La proximité de Kinshasa, la capitale du Congo démocratique, où ce type d’églises pullule, explique la présence de nombreux pasteurs kinois à Brazzaville, notamment dans les quartiers nord, tout particulièrement à Talangaï, Poto-Poto et Moungali. « Les pasteurs brazzavillois, eux, sont plus présents dans les quartiers sud, particulièrement à Bacongo ou à Makélékélé, et à Mfilou », souligne Gadenga. En tout cas, tous élargissent leur influence – au détriment des Églises traditionnelles qui sont dépassées et ne condamnent pas vraiment le phénomène, peut-être de peur de perdre leurs fidèles et attendent avec impatience la libéralisation du paysage médiatique, pour créer leurs radios et leurs chaînes de télévision, à l’instar de ce qui se passe à Kinshasa.

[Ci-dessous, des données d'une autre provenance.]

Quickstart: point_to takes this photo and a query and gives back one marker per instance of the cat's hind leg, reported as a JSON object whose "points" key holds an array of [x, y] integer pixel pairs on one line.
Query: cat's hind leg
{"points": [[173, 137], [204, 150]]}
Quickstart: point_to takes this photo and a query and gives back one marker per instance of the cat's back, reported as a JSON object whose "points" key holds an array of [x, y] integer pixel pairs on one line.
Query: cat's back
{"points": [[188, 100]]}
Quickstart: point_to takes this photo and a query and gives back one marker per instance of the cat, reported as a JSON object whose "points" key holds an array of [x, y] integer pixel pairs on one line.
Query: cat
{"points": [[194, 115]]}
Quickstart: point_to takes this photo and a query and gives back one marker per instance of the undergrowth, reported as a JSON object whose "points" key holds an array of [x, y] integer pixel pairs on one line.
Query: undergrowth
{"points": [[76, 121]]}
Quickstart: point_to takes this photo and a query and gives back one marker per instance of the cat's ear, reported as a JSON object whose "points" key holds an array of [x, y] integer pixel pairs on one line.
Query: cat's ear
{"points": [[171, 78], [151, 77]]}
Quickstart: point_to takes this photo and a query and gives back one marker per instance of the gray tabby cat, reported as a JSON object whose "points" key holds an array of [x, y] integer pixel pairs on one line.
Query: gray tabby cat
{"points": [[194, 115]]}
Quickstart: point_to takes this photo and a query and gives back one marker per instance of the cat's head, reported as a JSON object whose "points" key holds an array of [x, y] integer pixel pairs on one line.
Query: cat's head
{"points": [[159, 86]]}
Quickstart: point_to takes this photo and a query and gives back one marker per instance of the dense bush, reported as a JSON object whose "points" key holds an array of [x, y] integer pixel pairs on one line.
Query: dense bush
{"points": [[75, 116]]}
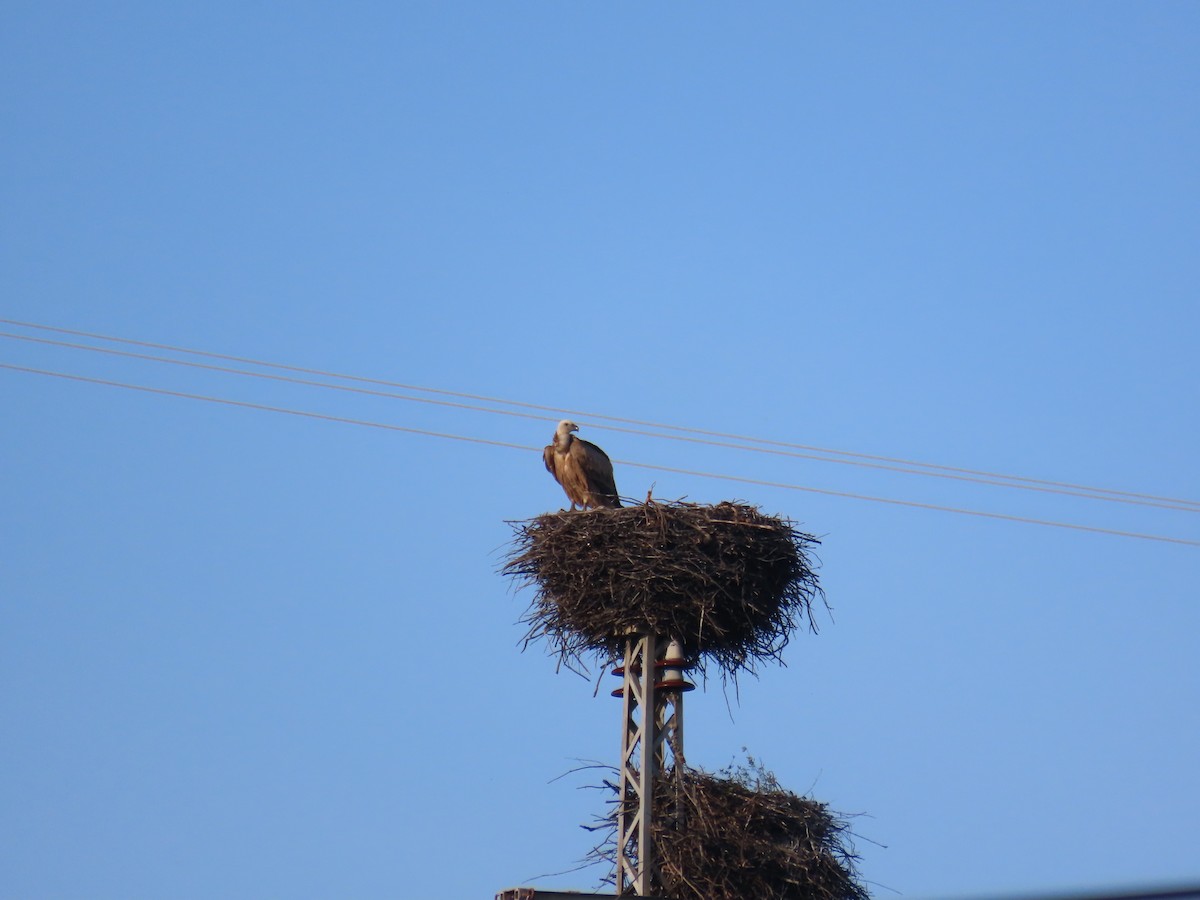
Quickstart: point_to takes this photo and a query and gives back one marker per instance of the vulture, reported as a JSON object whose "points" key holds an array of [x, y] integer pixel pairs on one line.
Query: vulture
{"points": [[582, 468]]}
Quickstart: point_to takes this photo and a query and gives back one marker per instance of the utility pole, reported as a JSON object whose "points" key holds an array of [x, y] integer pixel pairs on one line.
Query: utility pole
{"points": [[652, 693]]}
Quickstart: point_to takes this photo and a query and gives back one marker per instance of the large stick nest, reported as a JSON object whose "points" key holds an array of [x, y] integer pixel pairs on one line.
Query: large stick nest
{"points": [[726, 581], [741, 835]]}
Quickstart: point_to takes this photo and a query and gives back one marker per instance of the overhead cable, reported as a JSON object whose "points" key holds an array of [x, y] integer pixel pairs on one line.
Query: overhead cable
{"points": [[389, 426]]}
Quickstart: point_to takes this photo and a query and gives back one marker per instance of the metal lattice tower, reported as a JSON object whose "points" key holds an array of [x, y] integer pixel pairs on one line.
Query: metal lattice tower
{"points": [[651, 743]]}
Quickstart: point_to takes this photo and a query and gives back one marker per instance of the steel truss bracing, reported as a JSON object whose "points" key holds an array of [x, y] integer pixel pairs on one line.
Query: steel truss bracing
{"points": [[651, 744]]}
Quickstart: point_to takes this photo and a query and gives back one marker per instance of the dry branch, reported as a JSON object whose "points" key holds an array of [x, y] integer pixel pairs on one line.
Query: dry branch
{"points": [[726, 581], [739, 834]]}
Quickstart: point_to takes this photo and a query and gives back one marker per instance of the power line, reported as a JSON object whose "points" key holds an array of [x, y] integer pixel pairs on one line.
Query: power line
{"points": [[759, 443], [388, 426], [994, 480]]}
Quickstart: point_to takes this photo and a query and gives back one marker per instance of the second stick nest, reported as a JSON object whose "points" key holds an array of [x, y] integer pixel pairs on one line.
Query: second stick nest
{"points": [[726, 581]]}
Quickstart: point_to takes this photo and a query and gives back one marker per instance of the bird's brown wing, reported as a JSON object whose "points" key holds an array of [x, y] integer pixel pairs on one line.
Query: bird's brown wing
{"points": [[598, 468]]}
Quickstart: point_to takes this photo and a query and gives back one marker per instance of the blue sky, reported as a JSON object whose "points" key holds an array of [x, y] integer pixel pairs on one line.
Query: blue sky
{"points": [[249, 654]]}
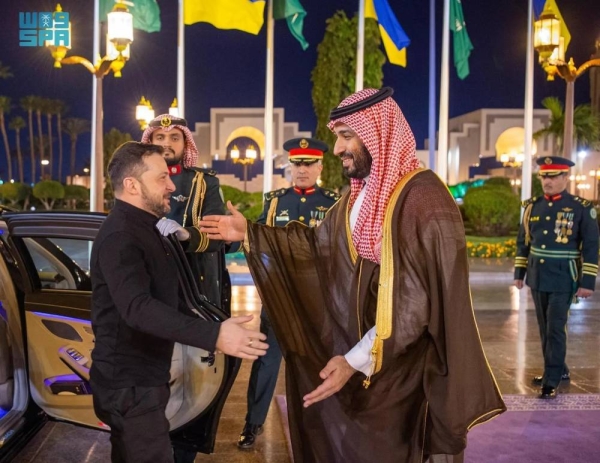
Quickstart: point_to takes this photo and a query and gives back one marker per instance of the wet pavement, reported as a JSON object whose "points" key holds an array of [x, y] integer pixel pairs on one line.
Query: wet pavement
{"points": [[508, 329]]}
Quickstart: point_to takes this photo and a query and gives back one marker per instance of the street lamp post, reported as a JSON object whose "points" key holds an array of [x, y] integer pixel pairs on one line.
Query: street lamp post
{"points": [[551, 48], [514, 161], [118, 38], [144, 113], [249, 159]]}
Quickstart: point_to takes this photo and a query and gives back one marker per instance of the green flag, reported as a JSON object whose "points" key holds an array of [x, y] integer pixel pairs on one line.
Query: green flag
{"points": [[293, 12], [462, 42], [146, 14]]}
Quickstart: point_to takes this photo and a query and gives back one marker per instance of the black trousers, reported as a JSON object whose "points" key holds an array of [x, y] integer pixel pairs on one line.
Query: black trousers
{"points": [[263, 376], [139, 429], [552, 310]]}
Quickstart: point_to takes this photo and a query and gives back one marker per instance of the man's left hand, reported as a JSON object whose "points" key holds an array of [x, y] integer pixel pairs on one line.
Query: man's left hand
{"points": [[583, 293], [167, 226], [336, 374]]}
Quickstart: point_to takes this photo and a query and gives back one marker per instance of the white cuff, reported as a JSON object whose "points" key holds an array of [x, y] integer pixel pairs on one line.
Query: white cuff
{"points": [[359, 356]]}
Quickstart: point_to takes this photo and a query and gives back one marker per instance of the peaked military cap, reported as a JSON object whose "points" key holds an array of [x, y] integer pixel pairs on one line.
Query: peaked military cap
{"points": [[166, 121], [305, 149], [551, 166]]}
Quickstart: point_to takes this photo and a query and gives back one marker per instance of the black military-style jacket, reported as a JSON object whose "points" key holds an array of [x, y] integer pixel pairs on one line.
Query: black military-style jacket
{"points": [[196, 195], [557, 246], [307, 206]]}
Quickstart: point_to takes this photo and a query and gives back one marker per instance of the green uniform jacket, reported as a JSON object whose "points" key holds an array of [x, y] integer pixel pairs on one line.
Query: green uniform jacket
{"points": [[557, 246]]}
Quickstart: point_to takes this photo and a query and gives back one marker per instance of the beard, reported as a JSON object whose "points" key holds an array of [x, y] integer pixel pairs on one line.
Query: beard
{"points": [[172, 159], [361, 165], [154, 204]]}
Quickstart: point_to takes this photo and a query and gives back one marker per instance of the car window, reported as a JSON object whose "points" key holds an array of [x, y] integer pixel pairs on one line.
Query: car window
{"points": [[61, 263]]}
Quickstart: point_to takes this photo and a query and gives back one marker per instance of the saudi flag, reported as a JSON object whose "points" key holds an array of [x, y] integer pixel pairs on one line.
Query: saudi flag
{"points": [[462, 42]]}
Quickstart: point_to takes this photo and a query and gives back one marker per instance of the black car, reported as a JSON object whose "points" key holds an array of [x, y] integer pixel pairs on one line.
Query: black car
{"points": [[46, 337]]}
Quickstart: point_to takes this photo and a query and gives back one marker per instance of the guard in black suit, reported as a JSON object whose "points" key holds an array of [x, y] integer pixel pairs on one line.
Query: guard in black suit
{"points": [[557, 248], [197, 193], [307, 203]]}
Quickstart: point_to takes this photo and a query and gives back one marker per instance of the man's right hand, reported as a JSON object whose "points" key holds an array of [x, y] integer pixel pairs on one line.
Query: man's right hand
{"points": [[240, 342], [225, 227], [167, 227]]}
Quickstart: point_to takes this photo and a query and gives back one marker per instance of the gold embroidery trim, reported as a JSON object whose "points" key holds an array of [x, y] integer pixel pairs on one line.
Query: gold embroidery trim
{"points": [[272, 212], [526, 215], [385, 294], [351, 247]]}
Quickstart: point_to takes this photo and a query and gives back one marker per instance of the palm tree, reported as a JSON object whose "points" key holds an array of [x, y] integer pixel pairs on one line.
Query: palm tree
{"points": [[73, 127], [586, 125], [17, 123], [28, 104], [48, 110], [59, 109], [38, 107], [5, 71], [5, 109]]}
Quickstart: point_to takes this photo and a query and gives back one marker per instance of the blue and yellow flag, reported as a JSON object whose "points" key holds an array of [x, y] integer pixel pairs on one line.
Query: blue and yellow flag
{"points": [[244, 15], [393, 36], [540, 5]]}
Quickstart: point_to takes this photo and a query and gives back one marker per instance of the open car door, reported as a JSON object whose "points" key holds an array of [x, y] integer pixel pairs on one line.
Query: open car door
{"points": [[52, 252]]}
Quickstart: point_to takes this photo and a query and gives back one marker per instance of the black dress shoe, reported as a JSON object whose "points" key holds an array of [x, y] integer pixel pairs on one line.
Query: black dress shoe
{"points": [[548, 392], [249, 435], [537, 380]]}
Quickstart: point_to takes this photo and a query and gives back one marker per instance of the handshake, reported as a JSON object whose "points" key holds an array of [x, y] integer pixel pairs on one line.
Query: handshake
{"points": [[167, 227]]}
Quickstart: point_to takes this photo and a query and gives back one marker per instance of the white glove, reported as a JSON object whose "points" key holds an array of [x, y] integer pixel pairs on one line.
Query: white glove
{"points": [[167, 226]]}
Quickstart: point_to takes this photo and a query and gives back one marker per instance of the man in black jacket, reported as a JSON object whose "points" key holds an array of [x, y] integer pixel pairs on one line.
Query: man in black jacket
{"points": [[136, 312], [196, 194]]}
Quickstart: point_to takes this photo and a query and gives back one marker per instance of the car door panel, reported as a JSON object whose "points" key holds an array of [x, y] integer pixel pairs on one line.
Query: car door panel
{"points": [[57, 305]]}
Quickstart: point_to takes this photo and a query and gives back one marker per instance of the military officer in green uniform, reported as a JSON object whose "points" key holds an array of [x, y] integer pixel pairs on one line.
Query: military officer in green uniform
{"points": [[197, 193], [557, 251], [307, 203]]}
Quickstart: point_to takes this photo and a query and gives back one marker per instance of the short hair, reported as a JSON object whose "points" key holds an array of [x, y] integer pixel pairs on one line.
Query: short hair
{"points": [[128, 161]]}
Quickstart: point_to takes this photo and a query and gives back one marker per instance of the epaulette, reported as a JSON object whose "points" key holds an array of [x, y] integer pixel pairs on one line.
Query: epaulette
{"points": [[584, 202], [529, 201], [275, 194], [331, 194], [210, 172]]}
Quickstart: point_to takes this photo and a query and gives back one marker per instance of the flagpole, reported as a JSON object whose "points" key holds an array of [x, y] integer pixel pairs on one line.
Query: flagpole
{"points": [[180, 60], [528, 113], [268, 154], [97, 148], [360, 47], [442, 157], [432, 163]]}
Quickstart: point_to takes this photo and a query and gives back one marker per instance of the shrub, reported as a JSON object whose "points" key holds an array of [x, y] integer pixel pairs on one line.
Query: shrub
{"points": [[77, 196], [15, 194], [492, 211], [48, 191], [498, 182]]}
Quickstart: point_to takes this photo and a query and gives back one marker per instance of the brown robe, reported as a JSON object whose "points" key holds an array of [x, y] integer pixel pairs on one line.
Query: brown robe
{"points": [[434, 384]]}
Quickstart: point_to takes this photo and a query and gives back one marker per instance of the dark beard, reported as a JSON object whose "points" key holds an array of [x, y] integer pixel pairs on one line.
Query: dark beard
{"points": [[156, 208], [362, 163], [173, 161]]}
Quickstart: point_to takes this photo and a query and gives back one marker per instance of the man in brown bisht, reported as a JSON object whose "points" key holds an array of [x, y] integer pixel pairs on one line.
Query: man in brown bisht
{"points": [[372, 308]]}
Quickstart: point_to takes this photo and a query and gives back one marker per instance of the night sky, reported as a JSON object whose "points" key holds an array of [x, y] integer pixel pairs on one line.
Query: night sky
{"points": [[227, 68]]}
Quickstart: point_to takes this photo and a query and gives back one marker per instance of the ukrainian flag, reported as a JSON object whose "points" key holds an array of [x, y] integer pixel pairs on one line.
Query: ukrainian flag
{"points": [[393, 36], [244, 15]]}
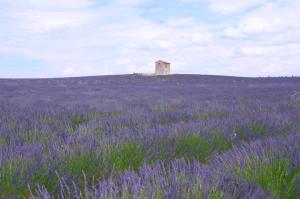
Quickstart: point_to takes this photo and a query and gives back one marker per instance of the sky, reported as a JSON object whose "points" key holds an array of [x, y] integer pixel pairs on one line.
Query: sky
{"points": [[63, 38]]}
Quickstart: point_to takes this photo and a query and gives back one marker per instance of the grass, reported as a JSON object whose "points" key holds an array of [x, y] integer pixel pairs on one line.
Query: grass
{"points": [[273, 175], [126, 156]]}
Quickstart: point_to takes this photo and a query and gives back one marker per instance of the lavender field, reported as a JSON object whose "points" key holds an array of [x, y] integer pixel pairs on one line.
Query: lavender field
{"points": [[177, 136]]}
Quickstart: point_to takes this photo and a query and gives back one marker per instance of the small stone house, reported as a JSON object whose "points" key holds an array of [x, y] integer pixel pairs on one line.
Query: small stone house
{"points": [[162, 67]]}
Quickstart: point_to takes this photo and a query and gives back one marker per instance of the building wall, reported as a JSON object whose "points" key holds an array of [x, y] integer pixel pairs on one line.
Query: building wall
{"points": [[162, 68]]}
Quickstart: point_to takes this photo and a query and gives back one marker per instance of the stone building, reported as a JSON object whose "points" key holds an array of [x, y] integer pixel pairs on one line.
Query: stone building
{"points": [[162, 67]]}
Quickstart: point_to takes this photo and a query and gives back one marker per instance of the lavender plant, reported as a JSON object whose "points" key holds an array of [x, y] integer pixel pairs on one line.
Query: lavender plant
{"points": [[178, 136]]}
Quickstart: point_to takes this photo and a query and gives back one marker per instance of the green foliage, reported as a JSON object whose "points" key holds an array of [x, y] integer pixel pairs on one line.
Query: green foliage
{"points": [[12, 177], [202, 116], [241, 135], [91, 164], [191, 146], [35, 136], [126, 156], [194, 146], [273, 175], [218, 142], [77, 120], [3, 141], [259, 129]]}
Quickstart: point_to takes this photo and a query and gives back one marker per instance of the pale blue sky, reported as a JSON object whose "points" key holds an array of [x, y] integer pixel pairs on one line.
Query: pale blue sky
{"points": [[56, 38]]}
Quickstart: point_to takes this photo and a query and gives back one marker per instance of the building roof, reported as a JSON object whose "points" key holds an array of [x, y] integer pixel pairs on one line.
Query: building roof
{"points": [[163, 61]]}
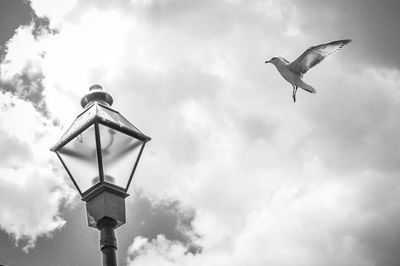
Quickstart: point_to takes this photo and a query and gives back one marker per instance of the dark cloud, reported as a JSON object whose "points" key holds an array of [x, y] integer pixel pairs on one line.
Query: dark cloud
{"points": [[41, 26], [165, 217], [13, 13]]}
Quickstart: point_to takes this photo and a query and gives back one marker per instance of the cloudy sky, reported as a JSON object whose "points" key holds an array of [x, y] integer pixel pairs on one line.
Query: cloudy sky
{"points": [[236, 173]]}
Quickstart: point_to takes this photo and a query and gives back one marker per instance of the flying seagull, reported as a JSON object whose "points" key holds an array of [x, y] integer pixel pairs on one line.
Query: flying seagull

Une critique fréquemment faite à ces « nouveaux ministères » porte sur la facilité avec laquelle leurs animateurs se déclarent « pasteurs ». Une simple « révélation », et le tour serait joué ! Pas vraiment, selon Gadenga, qui affirme qu’il faut d’abord être formé par un père spirituel pendant deux à trois ans avant de fonder un ministère. La tendance serait d’ailleurs à mettre un peu d’ordre. Avec le regroupement des églises au sein de structures comme la FAR (Fédération des assemblées de réveil), présidée par le pasteur Germain Lobota, ou le RAR (Rassemblement des assemblées de réveil), sorte de plate-forme dotée d’une doctrine et de règlements. Avec également la mise en place d’un organe faîtier qui aurait pour fonction de gérer l’intronisation pastorale. « À l’avenir, il faudra suivre une procédure précise pour devenir pasteur. On ne fera plus n’importe quoi avec n’importe qui », précise Gadenga.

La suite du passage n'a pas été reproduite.